I'll have some text tweaks... but these proposed changes look like the right direction.
- Require some form of normalization in the abstract syntax (implementation dependent, but consistent) so that parsing two literals that differ only in the language-tag case would result in just a single triple. Now this is only permitted by implementations, leaving a gray area that this would close, at the cost of being a breaking change for some implementations.
I believe we agreed that to within case-sensitivity parsing two literals that differ only in the language-tag case would result in just a single literal. Consistent formatting is a way of doing; there are other ways (e.g. dictionaries).
We have the opportunity to get away from RDF preferring "lower-case" when BCP-47 says something different.
BTW the BCP47 terminology is "format" (Although in one place later-on about extensions, it slips in "normalize").
As for Dataset canonicalization, it only has to add that language tags are lower-cased during canonicalization.
Systems exist which today do not lower-case ("EN-gb" becomes "en-GB") and have unique language tags - they are not wrong.
Mixed in with #48, which has since been removed from that PR, is text to compare language tags after normalizing to lower case.
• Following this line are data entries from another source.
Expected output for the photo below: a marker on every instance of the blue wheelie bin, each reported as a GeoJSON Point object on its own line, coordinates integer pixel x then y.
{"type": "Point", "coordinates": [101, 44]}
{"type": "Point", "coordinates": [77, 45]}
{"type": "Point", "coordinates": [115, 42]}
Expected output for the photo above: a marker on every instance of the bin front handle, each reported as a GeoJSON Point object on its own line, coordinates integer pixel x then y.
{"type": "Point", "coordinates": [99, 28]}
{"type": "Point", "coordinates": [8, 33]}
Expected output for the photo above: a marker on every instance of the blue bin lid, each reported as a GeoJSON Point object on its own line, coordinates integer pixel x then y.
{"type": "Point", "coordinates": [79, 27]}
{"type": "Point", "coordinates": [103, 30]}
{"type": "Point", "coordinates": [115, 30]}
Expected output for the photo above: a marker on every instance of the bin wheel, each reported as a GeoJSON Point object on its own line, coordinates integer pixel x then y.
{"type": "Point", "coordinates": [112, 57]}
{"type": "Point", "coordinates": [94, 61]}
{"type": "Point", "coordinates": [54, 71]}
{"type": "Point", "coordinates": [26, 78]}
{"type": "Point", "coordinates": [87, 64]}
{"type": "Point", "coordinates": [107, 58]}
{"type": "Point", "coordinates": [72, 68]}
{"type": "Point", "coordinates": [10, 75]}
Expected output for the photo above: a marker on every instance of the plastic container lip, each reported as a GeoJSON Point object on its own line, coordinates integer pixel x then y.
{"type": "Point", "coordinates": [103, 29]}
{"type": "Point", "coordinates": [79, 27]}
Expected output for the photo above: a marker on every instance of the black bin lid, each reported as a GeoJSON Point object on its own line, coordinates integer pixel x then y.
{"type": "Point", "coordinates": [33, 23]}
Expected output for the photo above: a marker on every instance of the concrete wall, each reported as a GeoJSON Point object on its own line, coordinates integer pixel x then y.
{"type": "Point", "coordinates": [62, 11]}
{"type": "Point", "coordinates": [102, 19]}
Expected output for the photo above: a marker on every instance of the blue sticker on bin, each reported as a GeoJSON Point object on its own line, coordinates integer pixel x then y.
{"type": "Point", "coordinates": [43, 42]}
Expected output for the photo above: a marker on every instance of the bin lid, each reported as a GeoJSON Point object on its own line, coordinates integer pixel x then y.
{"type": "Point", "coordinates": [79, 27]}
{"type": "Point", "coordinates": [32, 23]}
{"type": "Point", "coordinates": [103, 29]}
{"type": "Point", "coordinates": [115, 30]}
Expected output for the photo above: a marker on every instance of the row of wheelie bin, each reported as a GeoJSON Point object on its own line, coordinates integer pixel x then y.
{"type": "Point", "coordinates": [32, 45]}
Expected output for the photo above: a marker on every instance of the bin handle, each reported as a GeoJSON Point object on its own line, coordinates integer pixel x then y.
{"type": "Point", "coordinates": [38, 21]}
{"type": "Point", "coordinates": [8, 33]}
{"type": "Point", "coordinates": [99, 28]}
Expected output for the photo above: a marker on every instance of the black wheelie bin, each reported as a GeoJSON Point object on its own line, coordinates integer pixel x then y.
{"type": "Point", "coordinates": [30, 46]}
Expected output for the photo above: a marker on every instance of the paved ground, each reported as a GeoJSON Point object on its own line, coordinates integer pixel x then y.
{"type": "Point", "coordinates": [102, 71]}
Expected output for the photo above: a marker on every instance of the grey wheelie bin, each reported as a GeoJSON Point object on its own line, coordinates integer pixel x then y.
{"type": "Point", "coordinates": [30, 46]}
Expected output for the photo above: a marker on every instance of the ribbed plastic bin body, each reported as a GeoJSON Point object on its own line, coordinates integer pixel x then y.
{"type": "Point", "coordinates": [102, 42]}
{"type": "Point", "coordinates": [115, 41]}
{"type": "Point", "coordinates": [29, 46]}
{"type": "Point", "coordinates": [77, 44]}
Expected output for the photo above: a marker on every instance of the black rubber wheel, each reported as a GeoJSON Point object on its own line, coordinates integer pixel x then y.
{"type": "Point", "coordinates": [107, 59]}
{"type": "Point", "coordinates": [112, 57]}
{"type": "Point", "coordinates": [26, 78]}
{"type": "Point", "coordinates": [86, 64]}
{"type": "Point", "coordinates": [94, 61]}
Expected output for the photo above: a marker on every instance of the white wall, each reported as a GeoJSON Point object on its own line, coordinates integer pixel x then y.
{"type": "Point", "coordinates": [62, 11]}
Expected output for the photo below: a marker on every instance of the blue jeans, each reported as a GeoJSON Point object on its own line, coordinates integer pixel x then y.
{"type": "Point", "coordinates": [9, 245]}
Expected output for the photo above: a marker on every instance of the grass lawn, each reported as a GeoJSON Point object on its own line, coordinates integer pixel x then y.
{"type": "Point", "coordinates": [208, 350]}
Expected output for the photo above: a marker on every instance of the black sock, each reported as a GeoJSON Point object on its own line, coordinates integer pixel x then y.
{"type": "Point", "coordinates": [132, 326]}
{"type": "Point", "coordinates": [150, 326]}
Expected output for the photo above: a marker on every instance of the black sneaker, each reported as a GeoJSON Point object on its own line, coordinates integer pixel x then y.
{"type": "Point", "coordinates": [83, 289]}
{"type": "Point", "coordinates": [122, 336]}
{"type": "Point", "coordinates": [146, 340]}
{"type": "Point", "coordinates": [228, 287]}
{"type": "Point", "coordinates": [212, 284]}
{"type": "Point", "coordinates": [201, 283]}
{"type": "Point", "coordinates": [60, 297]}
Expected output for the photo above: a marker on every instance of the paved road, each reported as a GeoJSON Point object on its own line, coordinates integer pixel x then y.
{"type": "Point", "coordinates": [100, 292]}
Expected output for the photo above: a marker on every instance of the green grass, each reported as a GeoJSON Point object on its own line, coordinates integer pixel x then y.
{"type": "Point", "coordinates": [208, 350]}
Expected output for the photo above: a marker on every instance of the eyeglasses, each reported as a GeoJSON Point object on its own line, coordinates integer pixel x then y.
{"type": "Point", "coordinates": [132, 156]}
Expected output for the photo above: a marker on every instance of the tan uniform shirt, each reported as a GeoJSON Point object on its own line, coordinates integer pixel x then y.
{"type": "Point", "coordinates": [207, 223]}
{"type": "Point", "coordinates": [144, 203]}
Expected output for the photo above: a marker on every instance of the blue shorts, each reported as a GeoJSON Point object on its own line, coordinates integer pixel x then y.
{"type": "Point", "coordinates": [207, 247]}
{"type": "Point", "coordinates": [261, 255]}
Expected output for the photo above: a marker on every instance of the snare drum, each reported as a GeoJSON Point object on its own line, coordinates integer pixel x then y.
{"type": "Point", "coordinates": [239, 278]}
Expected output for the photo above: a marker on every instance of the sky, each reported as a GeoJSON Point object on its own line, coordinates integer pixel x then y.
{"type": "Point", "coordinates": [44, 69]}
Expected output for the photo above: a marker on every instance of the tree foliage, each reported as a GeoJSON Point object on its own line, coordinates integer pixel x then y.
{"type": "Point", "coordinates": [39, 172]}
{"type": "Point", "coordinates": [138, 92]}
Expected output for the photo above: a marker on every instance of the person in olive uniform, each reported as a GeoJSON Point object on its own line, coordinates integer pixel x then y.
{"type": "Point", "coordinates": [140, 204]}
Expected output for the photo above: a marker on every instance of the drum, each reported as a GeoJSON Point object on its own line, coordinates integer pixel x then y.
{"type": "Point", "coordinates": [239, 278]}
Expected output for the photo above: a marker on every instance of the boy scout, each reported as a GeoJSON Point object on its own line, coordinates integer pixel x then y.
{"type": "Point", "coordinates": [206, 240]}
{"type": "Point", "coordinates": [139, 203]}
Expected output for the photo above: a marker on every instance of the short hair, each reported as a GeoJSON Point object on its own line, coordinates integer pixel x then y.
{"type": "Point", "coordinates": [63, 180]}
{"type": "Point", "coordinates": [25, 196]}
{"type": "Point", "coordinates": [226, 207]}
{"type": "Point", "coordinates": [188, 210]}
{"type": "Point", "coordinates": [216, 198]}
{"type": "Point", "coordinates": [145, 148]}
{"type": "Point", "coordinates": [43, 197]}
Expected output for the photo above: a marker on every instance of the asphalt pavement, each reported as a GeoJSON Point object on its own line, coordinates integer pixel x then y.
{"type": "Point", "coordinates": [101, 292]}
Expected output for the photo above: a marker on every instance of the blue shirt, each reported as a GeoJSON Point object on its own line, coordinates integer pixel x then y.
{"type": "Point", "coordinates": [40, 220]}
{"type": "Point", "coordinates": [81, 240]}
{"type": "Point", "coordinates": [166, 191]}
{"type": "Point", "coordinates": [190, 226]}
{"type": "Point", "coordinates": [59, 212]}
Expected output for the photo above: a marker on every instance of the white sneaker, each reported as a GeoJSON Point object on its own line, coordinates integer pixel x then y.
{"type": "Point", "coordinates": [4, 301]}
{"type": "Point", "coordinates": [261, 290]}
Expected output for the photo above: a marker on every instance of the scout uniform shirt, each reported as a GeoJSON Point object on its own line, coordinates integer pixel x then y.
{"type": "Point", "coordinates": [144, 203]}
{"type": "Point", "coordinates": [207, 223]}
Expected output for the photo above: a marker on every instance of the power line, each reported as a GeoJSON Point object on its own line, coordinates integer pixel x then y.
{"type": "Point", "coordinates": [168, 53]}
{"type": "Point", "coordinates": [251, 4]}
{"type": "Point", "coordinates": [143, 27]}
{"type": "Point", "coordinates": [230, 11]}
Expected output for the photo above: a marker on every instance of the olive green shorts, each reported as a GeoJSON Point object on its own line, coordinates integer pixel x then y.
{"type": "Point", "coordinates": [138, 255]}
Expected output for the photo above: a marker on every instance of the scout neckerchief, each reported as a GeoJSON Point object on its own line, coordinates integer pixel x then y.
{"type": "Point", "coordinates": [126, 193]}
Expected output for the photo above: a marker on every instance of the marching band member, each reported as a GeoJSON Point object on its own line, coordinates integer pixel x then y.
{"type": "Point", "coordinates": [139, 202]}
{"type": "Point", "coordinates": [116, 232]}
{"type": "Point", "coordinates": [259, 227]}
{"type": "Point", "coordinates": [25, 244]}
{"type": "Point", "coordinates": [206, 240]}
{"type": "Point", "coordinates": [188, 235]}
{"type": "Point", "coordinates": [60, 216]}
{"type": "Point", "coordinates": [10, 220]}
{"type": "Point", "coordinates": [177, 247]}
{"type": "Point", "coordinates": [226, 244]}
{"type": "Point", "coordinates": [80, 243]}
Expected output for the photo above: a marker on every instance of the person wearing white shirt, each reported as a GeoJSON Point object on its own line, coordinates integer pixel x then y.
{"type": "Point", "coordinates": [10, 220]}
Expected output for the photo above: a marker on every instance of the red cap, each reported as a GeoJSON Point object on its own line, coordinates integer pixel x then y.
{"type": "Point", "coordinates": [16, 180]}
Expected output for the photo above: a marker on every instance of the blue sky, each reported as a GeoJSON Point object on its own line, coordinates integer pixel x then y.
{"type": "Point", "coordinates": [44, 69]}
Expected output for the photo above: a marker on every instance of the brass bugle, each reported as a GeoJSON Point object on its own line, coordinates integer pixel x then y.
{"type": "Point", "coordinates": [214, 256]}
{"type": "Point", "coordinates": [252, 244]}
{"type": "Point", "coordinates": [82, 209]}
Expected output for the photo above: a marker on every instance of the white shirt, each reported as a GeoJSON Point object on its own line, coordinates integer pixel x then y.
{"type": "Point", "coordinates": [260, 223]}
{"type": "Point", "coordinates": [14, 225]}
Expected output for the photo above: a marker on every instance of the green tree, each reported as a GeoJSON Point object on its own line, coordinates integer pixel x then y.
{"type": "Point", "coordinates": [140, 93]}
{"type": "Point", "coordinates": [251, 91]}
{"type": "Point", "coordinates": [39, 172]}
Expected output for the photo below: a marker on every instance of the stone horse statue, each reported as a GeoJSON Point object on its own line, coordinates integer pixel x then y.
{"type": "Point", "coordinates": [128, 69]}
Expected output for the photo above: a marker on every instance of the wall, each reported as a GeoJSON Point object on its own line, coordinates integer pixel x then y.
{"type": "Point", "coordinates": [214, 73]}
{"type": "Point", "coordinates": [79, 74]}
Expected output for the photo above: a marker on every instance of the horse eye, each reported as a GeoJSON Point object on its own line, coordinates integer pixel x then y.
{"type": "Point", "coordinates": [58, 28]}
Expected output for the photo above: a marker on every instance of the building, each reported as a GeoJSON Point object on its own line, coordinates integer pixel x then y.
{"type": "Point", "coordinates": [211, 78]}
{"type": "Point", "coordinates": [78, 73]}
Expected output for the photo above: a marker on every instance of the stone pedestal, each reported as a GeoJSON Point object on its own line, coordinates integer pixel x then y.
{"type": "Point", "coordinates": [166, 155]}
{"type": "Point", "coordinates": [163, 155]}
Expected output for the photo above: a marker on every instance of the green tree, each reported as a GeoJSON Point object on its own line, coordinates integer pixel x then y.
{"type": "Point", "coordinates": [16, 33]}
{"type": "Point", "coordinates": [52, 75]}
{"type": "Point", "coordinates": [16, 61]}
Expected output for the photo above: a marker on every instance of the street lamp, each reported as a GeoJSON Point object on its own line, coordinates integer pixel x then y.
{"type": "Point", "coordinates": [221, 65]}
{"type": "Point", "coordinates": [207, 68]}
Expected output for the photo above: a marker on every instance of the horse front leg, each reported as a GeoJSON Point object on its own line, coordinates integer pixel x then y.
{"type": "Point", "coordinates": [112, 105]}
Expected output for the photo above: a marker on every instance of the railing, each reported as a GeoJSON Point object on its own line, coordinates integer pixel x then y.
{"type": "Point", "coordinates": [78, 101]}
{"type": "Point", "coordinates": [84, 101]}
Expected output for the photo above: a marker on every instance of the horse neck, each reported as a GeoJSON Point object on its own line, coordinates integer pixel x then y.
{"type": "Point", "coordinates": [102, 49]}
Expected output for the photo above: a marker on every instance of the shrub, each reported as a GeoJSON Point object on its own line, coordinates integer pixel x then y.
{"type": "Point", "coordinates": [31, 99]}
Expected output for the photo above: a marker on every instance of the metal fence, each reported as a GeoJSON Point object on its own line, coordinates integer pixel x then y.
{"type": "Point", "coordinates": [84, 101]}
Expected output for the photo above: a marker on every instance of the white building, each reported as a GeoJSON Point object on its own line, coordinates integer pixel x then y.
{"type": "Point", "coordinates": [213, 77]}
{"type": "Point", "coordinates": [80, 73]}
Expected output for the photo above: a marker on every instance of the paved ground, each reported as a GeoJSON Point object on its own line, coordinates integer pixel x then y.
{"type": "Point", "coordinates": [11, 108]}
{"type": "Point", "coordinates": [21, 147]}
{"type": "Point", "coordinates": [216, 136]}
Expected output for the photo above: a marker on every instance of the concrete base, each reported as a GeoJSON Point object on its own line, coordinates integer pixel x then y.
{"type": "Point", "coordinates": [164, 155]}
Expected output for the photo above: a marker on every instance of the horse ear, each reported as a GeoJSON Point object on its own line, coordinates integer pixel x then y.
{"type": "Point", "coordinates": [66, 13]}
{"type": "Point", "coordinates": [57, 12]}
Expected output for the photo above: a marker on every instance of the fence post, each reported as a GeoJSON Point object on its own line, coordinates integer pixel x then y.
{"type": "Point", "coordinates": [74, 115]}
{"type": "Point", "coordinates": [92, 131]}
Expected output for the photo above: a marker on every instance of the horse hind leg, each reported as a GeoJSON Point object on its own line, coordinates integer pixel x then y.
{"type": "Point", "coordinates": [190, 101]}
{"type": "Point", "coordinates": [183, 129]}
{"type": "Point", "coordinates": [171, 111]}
This is consistent with the suggestion that language tags can be converted to lower case when language-tagged strings are introduced, but was never part of RDF 1.0 nor RDF 1.1. It arguably intrudes on D-entailment where
"foo"@en
and"foo"@EN
could be considered to have the same value but still be separate terms.The key commit which reverted the wording is c45d9470785a9c681c1ad2cf8cf47906b4d62c75.